In this way, the body as a matrix traverses her work, both in the sculptural realm and in her own corporeality. In Estrecha, the artist stretches sideways on the sidewalk, her body covered with cobblestones. This is how, through different codes and materials, she proposes a way of reading the body, of making its weight and the dimension it occupies felt. One might wonder, then, how the devices that make the body visible and Ceballos’s conception of her own body as an operant category are linked.
Ceballos considers that some of her works attempt to make the spectator question the handling and physical presence of their own body, making them feel its firmness, interrogating the idea that the body does not destabilize. Regarding her life in Bogotá, she mentions that people inside the Transmilenio buses respect space harmonically under the principles of not letting oneself be touched and allowing certain micro-distances between bodies. However, in Barcelona, though the metro is not quite as crowded, she was often thrown to the floor. For this reason, she decided to develop in Barcelona the project Del subsuelo, máquina de hacer cuerpo, for which she fastened to her back a prosthesis that changed according to the friction generated by the bodies of passengers:”I entered the subway with a given mass, and it interested me to see how it could turn different, how the sculpture was made in the subway, molded by the violent relationship of blows and swings with other bodies.

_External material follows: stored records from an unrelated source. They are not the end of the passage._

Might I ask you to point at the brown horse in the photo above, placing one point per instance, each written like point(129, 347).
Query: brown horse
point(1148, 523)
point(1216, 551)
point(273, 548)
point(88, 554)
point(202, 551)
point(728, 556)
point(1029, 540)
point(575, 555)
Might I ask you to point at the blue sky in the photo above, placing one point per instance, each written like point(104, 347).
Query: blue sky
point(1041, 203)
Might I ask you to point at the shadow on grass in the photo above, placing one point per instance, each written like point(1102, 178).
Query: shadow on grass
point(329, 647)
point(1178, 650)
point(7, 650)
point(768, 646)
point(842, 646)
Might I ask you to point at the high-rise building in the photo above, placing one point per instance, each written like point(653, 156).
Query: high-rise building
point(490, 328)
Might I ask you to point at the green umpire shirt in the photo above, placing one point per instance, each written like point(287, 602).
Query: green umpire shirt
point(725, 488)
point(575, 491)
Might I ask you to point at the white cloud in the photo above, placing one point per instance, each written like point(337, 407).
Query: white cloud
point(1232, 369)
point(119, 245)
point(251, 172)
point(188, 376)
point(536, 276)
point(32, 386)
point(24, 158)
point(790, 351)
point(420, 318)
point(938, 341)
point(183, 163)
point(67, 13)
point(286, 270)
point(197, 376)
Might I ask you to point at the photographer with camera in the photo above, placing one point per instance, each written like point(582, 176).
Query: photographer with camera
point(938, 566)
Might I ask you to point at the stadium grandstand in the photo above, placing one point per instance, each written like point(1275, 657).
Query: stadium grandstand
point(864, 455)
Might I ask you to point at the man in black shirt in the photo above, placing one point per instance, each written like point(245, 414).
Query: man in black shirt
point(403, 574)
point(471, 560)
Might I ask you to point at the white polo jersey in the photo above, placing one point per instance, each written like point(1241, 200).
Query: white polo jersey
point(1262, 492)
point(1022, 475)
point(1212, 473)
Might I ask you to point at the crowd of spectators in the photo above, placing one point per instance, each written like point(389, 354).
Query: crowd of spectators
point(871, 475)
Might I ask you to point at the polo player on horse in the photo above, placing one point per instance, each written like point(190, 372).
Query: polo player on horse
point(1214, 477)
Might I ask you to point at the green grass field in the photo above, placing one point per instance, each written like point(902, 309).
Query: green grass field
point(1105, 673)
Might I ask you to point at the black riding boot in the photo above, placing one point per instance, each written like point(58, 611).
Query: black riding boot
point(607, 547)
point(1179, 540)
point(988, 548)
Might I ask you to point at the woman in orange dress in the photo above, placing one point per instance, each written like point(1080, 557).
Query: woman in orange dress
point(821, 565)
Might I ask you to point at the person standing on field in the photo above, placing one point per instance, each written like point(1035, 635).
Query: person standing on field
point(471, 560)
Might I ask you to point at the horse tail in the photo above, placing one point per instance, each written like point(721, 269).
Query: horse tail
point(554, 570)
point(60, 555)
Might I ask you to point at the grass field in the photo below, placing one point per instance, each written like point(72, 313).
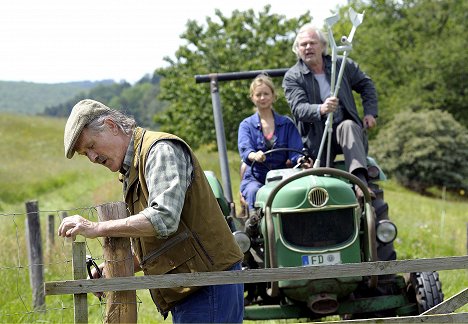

The prosthesis, then, was an exaggeration of my body that adapted to what was happening to it and thus ended up deformed.”
In Ceballos’s work, a counterpoint is established between the non-visible/illegible and the sensible; this issue transports us not to the traditional idea of representation but to the presence of the sculptural object. On this, the artist comments: “I have always fought hard against representation because if one works too close to it one must inevitably work with tradition and historiographical references –with what has already been said and touched by other people. My method is different: it stems from my experience, not from history.”
And it is precisely this struggle to break free from representation that inevitably returns us to her own experience as an artist and as a person: “It isn’t about my life, but about my being. It isn’t an anecdotal question but one of volume, like any other person; that is, it is an individual experience but doesn’t come from my personal memory.” Therefore, getting rid of representation involves ruining the narrative nature of the pieces and, consequently, in suspending the anecdotal condition of memory, its production of artifice. Laura Ceballos, then, presents the impotence of representation when she intervenes and modifies the plasticity of her materials with work tools –blows, burners, blenders– to make the event of matter appear in her pieces.
 The quotes and textual fragments attributed to the artist throughout this text were obtained during an interview with Ceballos in her home/workshop in Bogotá (November 2015).
About the author:
Bárbara Muñoz Porqué (Maracaibo, 1982) is a researcher in Latin American Philosophy and Aesthetics, educator, and art critic. She is a candidate for the Ph.D. in Aesthetics and Theory of Art at the Universidad de Chile, with a line of research on art and archive. She received a Master’s degree in Visual Anthropology from the Universitat de Barcelona, a Diploma in Digital Photography from the Pontificia Universidad Católica de Chile, and a degree in Literature from the Universidad del Zulia in Venezuela. She is currently a professor at the Universidad de los Andes and the Universidad de La Sabana in Colombia.